It’s one of the longest-running mysteries left behind by the Cold War, one that attracts new interest as Iran threatens to push the Middle East toward nuclear conflict: How did Israel so quickly develop its nuclear arsenal in the mid 1960s? Where did it find the necessary equipment and material?
Many have long suspected that part of the answer lies in Apollo Township, a small community outside of Pittsburgh, where a company called NUMEC (Nuclear Materials and Equipment Corp.) had its headquarters. NUMEC and its president, Zalman M. Shapiro, have long been suspected of diverting highly enriched uranium to Israel during the mid 1960s, enabling Israel to leap-frog its neighbors into the community of nuclear-armed nations.
(There’s a lot to this story, which we’ll explore in greater detail soon, but meantime here’s a recently declassified GAO report, obtained by the Institute for Research: Middle Eastern Policy, which lays out the basics.)
If NUMEC played a role in this mystery, then a potential piece of evidence is about to be destroyed at the Niagara Falls Storage Site in Lewiston.
The Niagara Falls Storage Site is home to an underground containment structure (read: basements) that hosts more than 200,000 tons of highly radioactive waste dating to the Manhattan Project and the Atomic Energy Commission, and added to during numerous, more recent attempts at consolidating these wastes into one location. It’s also home to Building 401, a structure slated for imminent demolition by the US Army Corp of Engineers. Building 401 has served numerous purposes since its construction during World War Two, when the federal government created the 7,500-acre Lake Ontario Ordnance Works.
The history of Building 401 is nebulous, but we know this much: During the period in which the diversion of nuclear material to Israel is alleged to have taken place, Building 401 was occupied by NUMEC.
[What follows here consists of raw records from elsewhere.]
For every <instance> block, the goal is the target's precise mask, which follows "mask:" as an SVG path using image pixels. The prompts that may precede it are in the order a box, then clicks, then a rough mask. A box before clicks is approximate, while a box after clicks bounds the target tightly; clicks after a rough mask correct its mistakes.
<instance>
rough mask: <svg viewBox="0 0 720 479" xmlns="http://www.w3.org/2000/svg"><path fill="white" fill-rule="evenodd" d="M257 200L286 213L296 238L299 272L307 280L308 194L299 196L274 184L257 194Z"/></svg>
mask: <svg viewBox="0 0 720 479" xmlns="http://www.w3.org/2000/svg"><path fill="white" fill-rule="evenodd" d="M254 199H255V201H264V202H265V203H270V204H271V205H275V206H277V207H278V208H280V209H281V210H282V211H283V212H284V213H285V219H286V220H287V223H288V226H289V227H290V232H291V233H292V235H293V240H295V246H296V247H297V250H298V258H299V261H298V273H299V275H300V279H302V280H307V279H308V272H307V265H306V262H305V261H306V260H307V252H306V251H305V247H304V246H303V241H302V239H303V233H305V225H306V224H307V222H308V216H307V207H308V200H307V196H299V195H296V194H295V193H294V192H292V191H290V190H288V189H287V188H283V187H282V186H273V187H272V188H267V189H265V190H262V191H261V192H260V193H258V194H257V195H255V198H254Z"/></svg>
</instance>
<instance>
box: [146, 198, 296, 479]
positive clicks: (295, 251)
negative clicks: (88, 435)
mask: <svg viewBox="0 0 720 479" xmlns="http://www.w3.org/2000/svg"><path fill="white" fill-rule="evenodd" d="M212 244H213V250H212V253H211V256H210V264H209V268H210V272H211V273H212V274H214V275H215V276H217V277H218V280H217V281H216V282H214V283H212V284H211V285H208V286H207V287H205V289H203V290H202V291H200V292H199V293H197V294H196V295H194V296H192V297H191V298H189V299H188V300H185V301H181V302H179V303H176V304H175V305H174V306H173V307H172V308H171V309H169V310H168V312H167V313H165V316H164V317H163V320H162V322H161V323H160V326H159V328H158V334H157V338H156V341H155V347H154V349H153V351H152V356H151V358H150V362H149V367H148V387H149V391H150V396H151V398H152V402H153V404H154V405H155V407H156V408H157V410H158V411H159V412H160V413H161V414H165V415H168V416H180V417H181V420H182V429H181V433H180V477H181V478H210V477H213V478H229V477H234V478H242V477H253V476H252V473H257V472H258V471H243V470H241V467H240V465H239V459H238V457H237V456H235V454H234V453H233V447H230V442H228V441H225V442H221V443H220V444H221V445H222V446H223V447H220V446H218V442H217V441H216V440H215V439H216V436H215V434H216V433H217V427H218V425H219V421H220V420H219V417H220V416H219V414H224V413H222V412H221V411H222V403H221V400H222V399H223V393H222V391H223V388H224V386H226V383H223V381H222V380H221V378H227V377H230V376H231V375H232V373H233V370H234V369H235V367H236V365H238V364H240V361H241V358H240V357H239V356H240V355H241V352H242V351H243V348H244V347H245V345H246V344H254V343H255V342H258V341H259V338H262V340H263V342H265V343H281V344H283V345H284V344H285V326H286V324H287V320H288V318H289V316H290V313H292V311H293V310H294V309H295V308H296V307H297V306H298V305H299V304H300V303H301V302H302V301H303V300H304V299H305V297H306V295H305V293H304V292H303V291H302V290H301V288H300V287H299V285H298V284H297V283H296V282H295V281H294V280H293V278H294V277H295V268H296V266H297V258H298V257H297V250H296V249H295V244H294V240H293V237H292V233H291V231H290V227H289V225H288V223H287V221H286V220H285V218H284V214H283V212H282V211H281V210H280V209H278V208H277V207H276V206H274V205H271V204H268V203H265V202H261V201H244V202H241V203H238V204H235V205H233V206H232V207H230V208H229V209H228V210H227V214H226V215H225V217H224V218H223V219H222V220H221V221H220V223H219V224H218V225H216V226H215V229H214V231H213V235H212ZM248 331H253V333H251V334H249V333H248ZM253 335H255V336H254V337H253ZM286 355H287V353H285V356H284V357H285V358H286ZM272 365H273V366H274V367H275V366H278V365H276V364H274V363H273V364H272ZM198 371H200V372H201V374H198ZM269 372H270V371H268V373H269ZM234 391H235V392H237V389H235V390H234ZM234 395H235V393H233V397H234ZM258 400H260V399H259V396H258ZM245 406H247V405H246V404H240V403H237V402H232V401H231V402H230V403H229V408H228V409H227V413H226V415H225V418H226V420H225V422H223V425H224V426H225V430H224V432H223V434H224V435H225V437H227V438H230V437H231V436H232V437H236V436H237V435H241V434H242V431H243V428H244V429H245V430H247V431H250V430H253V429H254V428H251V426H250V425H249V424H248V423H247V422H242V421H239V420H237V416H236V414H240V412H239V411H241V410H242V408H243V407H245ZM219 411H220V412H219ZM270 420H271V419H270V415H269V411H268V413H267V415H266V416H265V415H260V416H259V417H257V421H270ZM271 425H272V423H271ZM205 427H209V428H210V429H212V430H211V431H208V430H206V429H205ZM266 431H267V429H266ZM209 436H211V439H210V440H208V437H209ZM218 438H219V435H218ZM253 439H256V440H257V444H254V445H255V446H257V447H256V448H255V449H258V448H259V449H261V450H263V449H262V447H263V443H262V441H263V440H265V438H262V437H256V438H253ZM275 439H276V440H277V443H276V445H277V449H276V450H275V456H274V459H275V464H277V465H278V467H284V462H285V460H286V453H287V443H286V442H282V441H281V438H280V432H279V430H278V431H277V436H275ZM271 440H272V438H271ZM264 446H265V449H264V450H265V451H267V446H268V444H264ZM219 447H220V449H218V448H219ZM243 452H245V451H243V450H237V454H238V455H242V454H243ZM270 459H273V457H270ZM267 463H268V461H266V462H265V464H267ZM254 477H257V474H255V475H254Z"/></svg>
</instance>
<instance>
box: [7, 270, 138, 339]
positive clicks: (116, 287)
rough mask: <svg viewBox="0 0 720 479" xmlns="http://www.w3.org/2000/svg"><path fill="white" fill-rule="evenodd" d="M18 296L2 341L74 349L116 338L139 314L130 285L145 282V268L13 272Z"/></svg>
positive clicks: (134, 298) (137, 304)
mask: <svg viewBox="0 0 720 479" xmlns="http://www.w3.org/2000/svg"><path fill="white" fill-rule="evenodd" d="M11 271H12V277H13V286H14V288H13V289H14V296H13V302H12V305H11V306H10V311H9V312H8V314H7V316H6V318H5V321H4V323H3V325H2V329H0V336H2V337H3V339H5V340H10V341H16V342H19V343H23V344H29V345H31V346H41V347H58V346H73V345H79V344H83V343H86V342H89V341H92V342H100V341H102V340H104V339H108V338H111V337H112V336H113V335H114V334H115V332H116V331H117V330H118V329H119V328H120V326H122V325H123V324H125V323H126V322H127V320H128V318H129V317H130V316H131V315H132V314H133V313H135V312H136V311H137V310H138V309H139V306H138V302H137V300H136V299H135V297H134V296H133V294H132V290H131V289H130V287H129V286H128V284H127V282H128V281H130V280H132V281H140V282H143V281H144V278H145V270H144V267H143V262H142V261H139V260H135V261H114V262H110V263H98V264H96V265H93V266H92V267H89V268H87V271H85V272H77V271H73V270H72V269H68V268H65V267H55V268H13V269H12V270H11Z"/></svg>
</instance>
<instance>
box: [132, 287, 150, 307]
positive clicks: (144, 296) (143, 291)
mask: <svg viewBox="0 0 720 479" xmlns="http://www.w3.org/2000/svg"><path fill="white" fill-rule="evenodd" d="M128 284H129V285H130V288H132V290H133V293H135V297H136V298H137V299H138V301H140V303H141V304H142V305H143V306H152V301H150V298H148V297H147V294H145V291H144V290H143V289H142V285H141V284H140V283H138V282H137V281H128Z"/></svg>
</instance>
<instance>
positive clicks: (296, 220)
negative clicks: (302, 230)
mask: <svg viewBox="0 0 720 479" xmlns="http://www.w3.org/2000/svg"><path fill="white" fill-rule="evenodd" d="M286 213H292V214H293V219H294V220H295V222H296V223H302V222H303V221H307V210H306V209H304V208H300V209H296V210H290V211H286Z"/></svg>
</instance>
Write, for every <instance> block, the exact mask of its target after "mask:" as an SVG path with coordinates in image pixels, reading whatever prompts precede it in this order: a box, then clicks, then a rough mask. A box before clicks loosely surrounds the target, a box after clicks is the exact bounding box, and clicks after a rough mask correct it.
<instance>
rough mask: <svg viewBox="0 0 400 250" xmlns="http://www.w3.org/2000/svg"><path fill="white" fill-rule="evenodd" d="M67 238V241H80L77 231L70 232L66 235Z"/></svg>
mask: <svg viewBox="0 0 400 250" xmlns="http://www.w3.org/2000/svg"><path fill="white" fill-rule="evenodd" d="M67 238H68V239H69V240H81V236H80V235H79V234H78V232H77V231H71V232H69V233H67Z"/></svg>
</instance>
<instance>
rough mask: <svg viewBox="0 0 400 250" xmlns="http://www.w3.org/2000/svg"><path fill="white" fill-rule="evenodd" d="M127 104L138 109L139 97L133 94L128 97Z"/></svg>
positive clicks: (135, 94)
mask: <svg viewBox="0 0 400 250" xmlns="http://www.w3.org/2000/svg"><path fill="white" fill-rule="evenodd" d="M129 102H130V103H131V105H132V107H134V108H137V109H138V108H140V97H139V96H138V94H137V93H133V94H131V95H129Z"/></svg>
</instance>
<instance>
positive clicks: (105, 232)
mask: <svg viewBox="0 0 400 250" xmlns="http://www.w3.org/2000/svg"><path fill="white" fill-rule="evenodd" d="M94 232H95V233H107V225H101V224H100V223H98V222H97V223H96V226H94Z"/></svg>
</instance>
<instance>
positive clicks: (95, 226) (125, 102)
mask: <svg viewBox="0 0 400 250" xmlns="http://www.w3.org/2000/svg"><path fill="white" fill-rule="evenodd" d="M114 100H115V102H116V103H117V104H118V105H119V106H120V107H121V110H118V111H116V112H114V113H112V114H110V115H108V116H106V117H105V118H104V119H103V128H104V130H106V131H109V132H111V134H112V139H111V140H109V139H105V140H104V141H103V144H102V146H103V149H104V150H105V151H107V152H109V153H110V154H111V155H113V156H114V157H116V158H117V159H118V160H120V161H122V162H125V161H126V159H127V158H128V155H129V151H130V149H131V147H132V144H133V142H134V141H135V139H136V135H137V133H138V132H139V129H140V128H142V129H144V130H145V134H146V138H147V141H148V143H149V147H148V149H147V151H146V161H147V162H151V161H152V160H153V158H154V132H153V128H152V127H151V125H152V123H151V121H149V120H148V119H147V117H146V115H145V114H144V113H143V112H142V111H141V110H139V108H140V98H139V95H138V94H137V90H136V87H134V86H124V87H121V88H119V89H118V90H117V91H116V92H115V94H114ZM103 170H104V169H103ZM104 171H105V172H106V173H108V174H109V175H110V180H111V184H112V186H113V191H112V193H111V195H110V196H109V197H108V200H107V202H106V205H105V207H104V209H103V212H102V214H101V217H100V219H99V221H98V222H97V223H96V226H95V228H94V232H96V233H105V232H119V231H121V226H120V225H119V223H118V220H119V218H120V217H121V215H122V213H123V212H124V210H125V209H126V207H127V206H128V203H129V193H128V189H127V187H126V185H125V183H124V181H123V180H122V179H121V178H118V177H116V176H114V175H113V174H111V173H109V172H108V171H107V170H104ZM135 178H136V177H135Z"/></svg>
The US Army Corps of Engineers is prepared to spend $6.5 million in federal stimulus money to tear down Building 401. The Corps has said in the past that the structure is contaminated with residues from the production of TNT and, later, non-radioactive boron-10, as well as asbestos. In addition, the US Army Corps has claimed in recent years that radioactive materials have either been found buried under or have migrated beneath the building. This claim by the Corps seems to be one in a line of ever-changing histories of the former LOOW site. In the most recent development, never before revealed, the Corps has acknowledged finding radioactive material in the lockers used by workers employed in Building 401.
The Corps has never mentioned in previous years the need to demolish this long-standing structure. Only recently has the Corps argued that the building poses a “hazard to human health.”
Seems to us that before Building 401 is demolished, some effort ought to be made to establish the provenance of the radioactive materials found within it. Do the isotopes match those found at NUMEC’s headquarters in Apollo Township? Did Building 401 at Niagara play a role in this long-standing international mystery? Has Building 401, the northern incarnation of NUMEC, ever been investigated by the appropriate or interested authorities? Is there any interest at all?
Inquiring minds want to know. But the clock is ticking: If the building is razed before the question is asked, then we’ll never have an answer.